# NFAA Outdoor Records



## BigPete (Aug 13, 2005)

NFAA has not updated their outdoor records since 2006. They had an attachment in the handout in Mechanicsburg with new animal round records, but nothing on field, hunter or aggregate. I talked to a guy who set a new hunter record in Yankton in 2008 who's record was broken in Mechanicsburg.......he was really disappointed that now he will never be officially recognized......maybe not a huge deal to some, but it was his 15 minutes of fame. He said he spoke to the NFAA a couple of different times and kept getting different answers/excuses. Anyone know what the hold up is?


----------



## C Doyle 88 (Sep 1, 2007)

I quess NFAA figured out that it is pointless to have records when they can't keep a standard of record to measure up to 

Just change the game every couple of years and everyone thinks they are the best of all time

FITA seems to be the only lasting standards for record's performance 

The rest means NOTHING

Good shoot'n


----------



## feildfool (Jul 22, 2009)

BigPete said:


> NFAA has not updated their outdoor records since 2006. They had an attachment in the handout in Mechanicsburg with new animal round records, but nothing on field, hunter or aggregate. I talked to a guy who set a new hunter record in Yankton in 2008 who's record was broken in Mechanicsburg.......he was really disappointed that now he will never be officially recognized......maybe not a huge deal to some, but it was his 15 minutes of fame.

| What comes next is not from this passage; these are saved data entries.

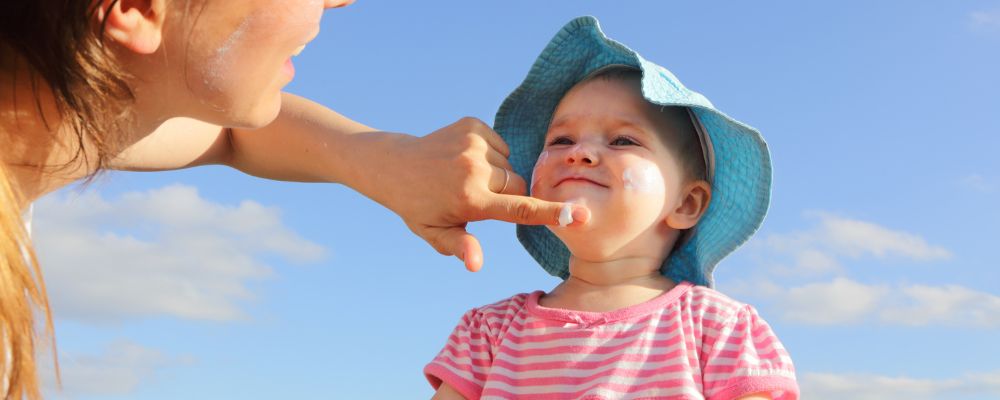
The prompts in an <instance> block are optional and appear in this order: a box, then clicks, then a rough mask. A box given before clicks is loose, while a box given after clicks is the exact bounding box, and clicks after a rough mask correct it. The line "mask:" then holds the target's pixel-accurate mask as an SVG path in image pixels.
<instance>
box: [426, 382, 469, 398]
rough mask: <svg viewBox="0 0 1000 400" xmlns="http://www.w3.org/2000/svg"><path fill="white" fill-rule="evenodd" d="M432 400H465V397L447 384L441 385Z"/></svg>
mask: <svg viewBox="0 0 1000 400" xmlns="http://www.w3.org/2000/svg"><path fill="white" fill-rule="evenodd" d="M431 400H465V397H464V396H462V394H461V393H458V391H457V390H455V388H453V387H451V386H448V384H447V383H441V386H439V387H438V391H437V392H435V393H434V397H431Z"/></svg>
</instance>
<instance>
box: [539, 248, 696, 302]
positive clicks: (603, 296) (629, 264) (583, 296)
mask: <svg viewBox="0 0 1000 400" xmlns="http://www.w3.org/2000/svg"><path fill="white" fill-rule="evenodd" d="M574 261H578V260H574ZM637 261H639V260H627V261H615V262H613V263H624V265H583V264H581V263H579V262H578V263H576V265H574V262H573V261H571V262H570V276H569V278H567V279H566V280H565V281H563V283H561V284H559V286H556V287H555V288H554V289H552V291H550V292H549V293H548V294H546V295H545V296H543V297H542V298H541V299H539V304H540V305H542V306H545V307H551V308H561V309H567V310H576V311H589V312H609V311H614V310H618V309H622V308H625V307H630V306H634V305H636V304H641V303H644V302H646V301H649V300H652V299H653V298H655V297H657V296H659V295H661V294H663V293H666V292H667V291H669V290H670V289H673V287H674V286H676V284H675V283H674V282H673V281H671V280H670V279H668V278H667V277H665V276H663V275H662V274H660V271H659V265H655V266H653V265H649V266H643V265H642V264H643V263H642V262H641V261H639V263H638V265H637V263H636V262H637ZM574 267H575V268H574Z"/></svg>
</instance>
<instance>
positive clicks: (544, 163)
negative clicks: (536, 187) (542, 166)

He said he spoke to the NFAA a couple of different times and kept getting different answers/excuses. Anyone know what the hold up is?


BigPete,
I agree with you, it sure would be nice if the NFAA updated the records. I will likely never set any national records but having records helps people like me to appreciate the truly gifted champions form the past as their scores dwarf my personal best scores.

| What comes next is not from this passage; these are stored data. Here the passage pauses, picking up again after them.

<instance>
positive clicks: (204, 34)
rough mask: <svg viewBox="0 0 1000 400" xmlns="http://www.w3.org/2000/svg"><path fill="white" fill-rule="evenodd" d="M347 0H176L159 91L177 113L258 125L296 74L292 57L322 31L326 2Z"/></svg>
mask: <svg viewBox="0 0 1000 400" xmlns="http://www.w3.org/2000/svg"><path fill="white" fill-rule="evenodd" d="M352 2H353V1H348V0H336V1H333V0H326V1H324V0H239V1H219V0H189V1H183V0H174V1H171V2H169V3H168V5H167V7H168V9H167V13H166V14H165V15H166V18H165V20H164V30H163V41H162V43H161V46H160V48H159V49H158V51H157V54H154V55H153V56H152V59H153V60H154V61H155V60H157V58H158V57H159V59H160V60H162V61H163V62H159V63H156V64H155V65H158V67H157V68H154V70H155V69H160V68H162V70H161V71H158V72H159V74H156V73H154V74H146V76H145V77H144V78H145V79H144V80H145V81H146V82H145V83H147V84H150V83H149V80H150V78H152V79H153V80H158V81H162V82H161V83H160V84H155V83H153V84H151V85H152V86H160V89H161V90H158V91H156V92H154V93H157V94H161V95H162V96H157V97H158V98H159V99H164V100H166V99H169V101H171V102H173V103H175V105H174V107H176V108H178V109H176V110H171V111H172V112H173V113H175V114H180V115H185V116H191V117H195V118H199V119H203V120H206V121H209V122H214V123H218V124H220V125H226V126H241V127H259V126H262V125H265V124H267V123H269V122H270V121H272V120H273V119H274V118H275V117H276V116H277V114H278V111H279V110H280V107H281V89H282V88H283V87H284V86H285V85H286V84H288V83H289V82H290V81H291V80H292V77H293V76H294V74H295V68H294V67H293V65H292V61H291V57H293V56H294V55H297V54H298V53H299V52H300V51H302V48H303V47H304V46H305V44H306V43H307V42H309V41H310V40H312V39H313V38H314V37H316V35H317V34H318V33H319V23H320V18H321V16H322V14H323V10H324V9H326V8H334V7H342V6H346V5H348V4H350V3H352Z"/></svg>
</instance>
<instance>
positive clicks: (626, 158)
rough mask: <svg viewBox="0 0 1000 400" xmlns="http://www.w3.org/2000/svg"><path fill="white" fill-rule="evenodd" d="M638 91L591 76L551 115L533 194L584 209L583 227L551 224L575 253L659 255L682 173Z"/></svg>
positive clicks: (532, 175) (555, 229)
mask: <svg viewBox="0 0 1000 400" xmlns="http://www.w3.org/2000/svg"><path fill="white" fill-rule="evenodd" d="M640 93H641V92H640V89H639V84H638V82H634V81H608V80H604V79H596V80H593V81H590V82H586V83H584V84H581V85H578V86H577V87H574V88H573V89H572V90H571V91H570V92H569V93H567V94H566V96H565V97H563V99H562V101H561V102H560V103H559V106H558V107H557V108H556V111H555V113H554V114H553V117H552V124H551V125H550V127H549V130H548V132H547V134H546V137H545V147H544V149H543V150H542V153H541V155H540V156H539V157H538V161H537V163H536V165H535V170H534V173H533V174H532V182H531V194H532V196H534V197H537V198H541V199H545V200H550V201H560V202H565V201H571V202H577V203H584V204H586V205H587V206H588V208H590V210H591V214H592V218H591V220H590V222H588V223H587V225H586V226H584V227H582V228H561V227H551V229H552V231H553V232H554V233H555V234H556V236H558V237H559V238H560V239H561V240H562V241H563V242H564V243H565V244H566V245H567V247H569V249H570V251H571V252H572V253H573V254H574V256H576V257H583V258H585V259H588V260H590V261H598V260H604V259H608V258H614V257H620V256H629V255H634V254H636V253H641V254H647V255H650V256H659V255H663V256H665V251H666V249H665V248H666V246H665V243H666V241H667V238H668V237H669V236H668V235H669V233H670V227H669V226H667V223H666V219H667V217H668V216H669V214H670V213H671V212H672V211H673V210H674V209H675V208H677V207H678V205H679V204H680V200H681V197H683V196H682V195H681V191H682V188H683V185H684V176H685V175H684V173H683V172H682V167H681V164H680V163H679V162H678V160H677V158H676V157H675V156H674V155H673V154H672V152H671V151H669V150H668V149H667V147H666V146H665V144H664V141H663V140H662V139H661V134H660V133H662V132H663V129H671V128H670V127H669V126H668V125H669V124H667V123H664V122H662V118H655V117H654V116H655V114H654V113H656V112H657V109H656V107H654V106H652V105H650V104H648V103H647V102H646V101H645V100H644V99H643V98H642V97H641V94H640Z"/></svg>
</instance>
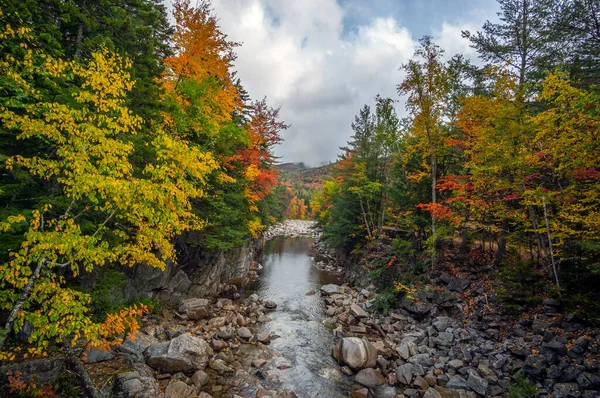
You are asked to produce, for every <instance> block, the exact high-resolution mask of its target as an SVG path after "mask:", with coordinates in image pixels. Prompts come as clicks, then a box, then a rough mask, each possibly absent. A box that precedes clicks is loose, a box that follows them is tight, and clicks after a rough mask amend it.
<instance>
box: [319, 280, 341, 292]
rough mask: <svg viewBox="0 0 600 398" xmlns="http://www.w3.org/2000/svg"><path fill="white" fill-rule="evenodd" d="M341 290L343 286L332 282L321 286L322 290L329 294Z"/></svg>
mask: <svg viewBox="0 0 600 398" xmlns="http://www.w3.org/2000/svg"><path fill="white" fill-rule="evenodd" d="M340 291H341V288H340V286H339V285H334V284H333V283H330V284H329V285H323V286H321V292H323V293H325V294H327V295H331V294H335V293H339V292H340Z"/></svg>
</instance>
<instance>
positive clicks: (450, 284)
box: [448, 278, 471, 293]
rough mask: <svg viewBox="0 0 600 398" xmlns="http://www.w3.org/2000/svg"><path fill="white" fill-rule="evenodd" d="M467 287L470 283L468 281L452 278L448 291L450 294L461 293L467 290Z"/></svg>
mask: <svg viewBox="0 0 600 398" xmlns="http://www.w3.org/2000/svg"><path fill="white" fill-rule="evenodd" d="M469 286H471V281H470V280H469V279H461V278H452V280H451V281H450V283H449V284H448V290H450V291H451V292H457V293H462V292H464V291H465V290H467V289H468V288H469Z"/></svg>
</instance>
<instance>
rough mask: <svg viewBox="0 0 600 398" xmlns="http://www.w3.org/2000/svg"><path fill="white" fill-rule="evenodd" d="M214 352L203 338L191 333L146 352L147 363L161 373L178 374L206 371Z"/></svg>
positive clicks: (162, 344) (145, 354)
mask: <svg viewBox="0 0 600 398" xmlns="http://www.w3.org/2000/svg"><path fill="white" fill-rule="evenodd" d="M212 355H213V350H212V349H211V348H210V346H209V345H208V343H207V342H206V341H204V340H202V339H201V338H198V337H196V336H192V335H191V334H189V333H185V334H182V335H180V336H178V337H176V338H174V339H173V340H171V341H168V342H163V343H158V344H153V345H151V346H149V347H148V348H146V350H145V351H144V358H145V359H146V363H147V364H148V365H149V366H150V367H152V368H154V369H157V370H159V371H161V372H167V373H177V372H189V371H193V370H198V369H204V368H205V367H206V364H207V363H208V360H209V358H210V356H212Z"/></svg>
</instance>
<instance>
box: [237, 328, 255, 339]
mask: <svg viewBox="0 0 600 398" xmlns="http://www.w3.org/2000/svg"><path fill="white" fill-rule="evenodd" d="M237 335H238V336H239V337H240V338H242V339H244V340H250V339H251V338H252V332H251V331H250V329H248V328H247V327H241V328H239V329H238V330H237Z"/></svg>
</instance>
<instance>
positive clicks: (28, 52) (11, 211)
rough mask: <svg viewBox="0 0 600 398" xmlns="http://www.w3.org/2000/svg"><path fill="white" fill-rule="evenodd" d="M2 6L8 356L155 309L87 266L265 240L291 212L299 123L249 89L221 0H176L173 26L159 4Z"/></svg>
mask: <svg viewBox="0 0 600 398" xmlns="http://www.w3.org/2000/svg"><path fill="white" fill-rule="evenodd" d="M0 12H1V14H0V19H1V21H2V25H3V28H2V32H1V33H0V71H1V73H0V75H1V77H0V92H1V97H2V102H1V104H0V147H1V152H0V161H1V164H0V178H1V180H0V202H1V210H0V217H1V220H2V221H1V222H0V231H1V236H0V242H1V243H0V247H1V250H0V263H1V265H0V310H2V317H1V318H2V319H3V324H2V326H3V328H2V334H1V337H0V359H8V360H13V359H15V358H17V357H24V358H27V357H31V356H35V355H40V354H43V353H44V352H46V351H47V350H50V349H52V347H54V346H55V345H56V344H57V343H59V344H67V345H69V344H70V343H71V342H73V344H75V343H76V342H79V341H80V340H83V341H85V342H89V344H92V345H96V346H98V347H102V346H105V347H110V346H112V345H116V344H119V343H120V342H122V340H123V339H122V336H121V337H120V338H119V337H118V336H119V335H122V333H123V332H124V331H135V330H136V328H137V327H138V326H137V319H138V317H139V316H140V315H141V314H143V313H144V312H145V311H147V310H148V306H147V305H145V304H144V303H129V304H130V305H125V303H123V305H122V306H119V307H118V308H113V307H115V305H112V304H110V305H108V304H107V303H105V302H104V301H103V298H102V293H101V292H102V289H100V287H101V286H102V280H101V278H100V281H98V283H95V284H91V285H90V284H89V283H87V284H86V282H85V280H86V279H85V278H83V276H85V275H89V274H91V273H93V272H98V270H99V269H100V268H101V269H102V275H104V277H105V278H108V281H109V283H111V282H110V280H111V279H110V277H114V276H115V275H117V276H118V273H119V271H120V270H122V268H123V267H129V266H133V265H134V264H138V263H144V264H147V265H149V266H152V267H155V268H158V269H165V266H166V265H167V264H169V263H170V262H176V261H177V256H178V254H177V252H178V247H180V246H182V245H195V246H202V247H203V248H205V249H207V250H226V249H229V248H232V247H236V246H239V245H241V244H243V243H244V242H246V241H247V240H249V239H251V238H253V237H254V238H256V237H258V236H259V235H260V234H261V233H262V231H264V229H265V227H266V226H267V225H269V224H271V223H273V222H274V221H275V220H276V219H279V218H280V217H281V214H280V211H278V207H279V205H278V203H277V201H276V200H275V199H274V197H273V196H272V195H271V192H272V188H273V187H274V185H275V184H276V181H277V176H276V171H275V169H274V168H273V166H274V163H275V159H274V157H273V154H272V148H273V146H274V145H275V144H277V143H278V142H279V140H280V138H279V132H280V131H281V130H283V129H285V128H286V127H287V126H286V124H285V123H284V122H282V121H281V120H279V117H278V110H277V109H273V108H271V107H270V106H269V105H268V104H267V102H266V100H265V99H259V100H250V98H248V95H247V93H246V92H245V91H244V88H243V86H242V84H241V82H240V80H239V79H237V78H236V76H235V73H234V72H233V70H232V63H233V62H234V60H235V58H236V55H235V48H236V46H238V43H234V42H231V41H229V40H228V39H227V36H226V35H225V34H224V33H223V32H221V31H220V29H219V26H218V24H217V20H216V17H215V16H214V15H213V13H212V8H211V5H210V3H208V2H204V3H202V4H201V5H200V6H198V7H196V6H194V5H192V3H191V2H190V1H189V0H181V1H178V2H176V3H175V4H174V6H173V16H174V20H175V24H174V26H171V25H170V24H169V22H168V19H167V11H166V9H165V7H164V5H162V4H161V3H160V2H155V1H153V0H124V1H118V2H117V3H115V2H112V1H111V2H108V1H99V2H90V3H86V2H83V3H81V4H80V2H77V1H72V2H71V1H68V2H55V1H42V2H38V1H25V2H10V1H9V2H8V3H7V2H3V3H2V7H1V8H0ZM111 271H112V272H111ZM94 285H96V286H94ZM98 289H100V292H98ZM24 327H26V328H29V329H31V330H32V332H31V333H30V335H29V337H28V340H27V342H28V346H27V347H23V346H22V345H20V344H17V343H16V342H15V341H14V339H11V335H12V332H18V331H20V330H22V329H23V328H24ZM9 340H10V341H9Z"/></svg>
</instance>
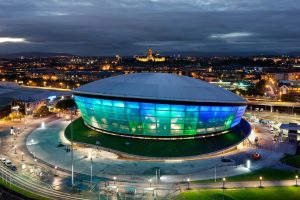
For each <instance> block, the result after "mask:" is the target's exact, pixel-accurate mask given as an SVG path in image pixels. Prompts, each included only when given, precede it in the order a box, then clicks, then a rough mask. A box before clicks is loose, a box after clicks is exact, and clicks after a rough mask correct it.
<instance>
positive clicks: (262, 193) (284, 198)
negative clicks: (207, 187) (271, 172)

BTW, I don't remember hearing about any handouts/attachments in Mechanicsburg. Do you have an URL link to it?


----------



## BigPete (Aug 13, 2005)

C Doyle 88 said:


> I quess NFAA figured out that it is pointless to have records when they can't keep a standard of record to measure up to
> 
> Just change the game every couple of years and everyone thinks they are the best of all time
> 
> ...


Hmmm......Jesse B will be disappointed to hear that the 1st perfect field round and a 1-point-shy-of-perfect 3 day aggregate means "nothing".


----------



## C Doyle 88 (Sep 1, 2007)

BigPete said:


> Hmmm......Jesse B will be disappointed to hear that the 1st perfect field round and a 1-point-shy-of-perfect 3 day aggregate means "nothing".

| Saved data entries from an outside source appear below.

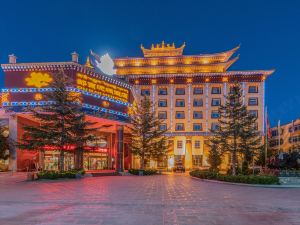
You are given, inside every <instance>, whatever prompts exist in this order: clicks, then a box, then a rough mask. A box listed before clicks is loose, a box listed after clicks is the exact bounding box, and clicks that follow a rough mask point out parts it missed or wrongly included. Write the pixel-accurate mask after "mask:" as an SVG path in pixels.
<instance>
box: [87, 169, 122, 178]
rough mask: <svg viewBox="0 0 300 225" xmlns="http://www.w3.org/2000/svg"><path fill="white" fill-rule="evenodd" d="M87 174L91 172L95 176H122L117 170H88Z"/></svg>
mask: <svg viewBox="0 0 300 225" xmlns="http://www.w3.org/2000/svg"><path fill="white" fill-rule="evenodd" d="M87 174H91V175H92V176H93V177H104V176H121V175H120V174H119V173H118V172H116V171H115V170H98V171H96V170H93V171H87Z"/></svg>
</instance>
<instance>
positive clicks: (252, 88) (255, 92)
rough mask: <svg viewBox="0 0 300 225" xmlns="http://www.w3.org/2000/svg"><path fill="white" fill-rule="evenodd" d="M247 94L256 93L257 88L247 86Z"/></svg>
mask: <svg viewBox="0 0 300 225" xmlns="http://www.w3.org/2000/svg"><path fill="white" fill-rule="evenodd" d="M248 93H258V87H257V86H249V88H248Z"/></svg>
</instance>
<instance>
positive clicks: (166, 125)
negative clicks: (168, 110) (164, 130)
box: [159, 123, 167, 130]
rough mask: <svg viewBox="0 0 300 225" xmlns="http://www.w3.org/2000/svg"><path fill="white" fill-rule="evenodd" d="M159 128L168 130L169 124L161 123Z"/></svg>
mask: <svg viewBox="0 0 300 225" xmlns="http://www.w3.org/2000/svg"><path fill="white" fill-rule="evenodd" d="M159 130H167V124H165V123H162V124H160V125H159Z"/></svg>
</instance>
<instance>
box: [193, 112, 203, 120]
mask: <svg viewBox="0 0 300 225" xmlns="http://www.w3.org/2000/svg"><path fill="white" fill-rule="evenodd" d="M193 118H194V119H202V118H203V113H202V111H194V112H193Z"/></svg>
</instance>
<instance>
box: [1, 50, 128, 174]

It means something today---!!!!!!!

How about tomorrow when they change the Game again ----AS THEY SEEM TO DO EVERY COUPLE OF YEARS ----

So when all the scores change tomorrow -----none of todays scores mean anything 

Sorry I didn't make myself clear to all that read these posts

But tomorrow the titles and scores will have value at a solid unchanged round like the full FITA that Jesse has shot so well-----at least those scores will stand against all others in the future----as it remains unchanged

Hope it is clear now

Good shoot'n


----------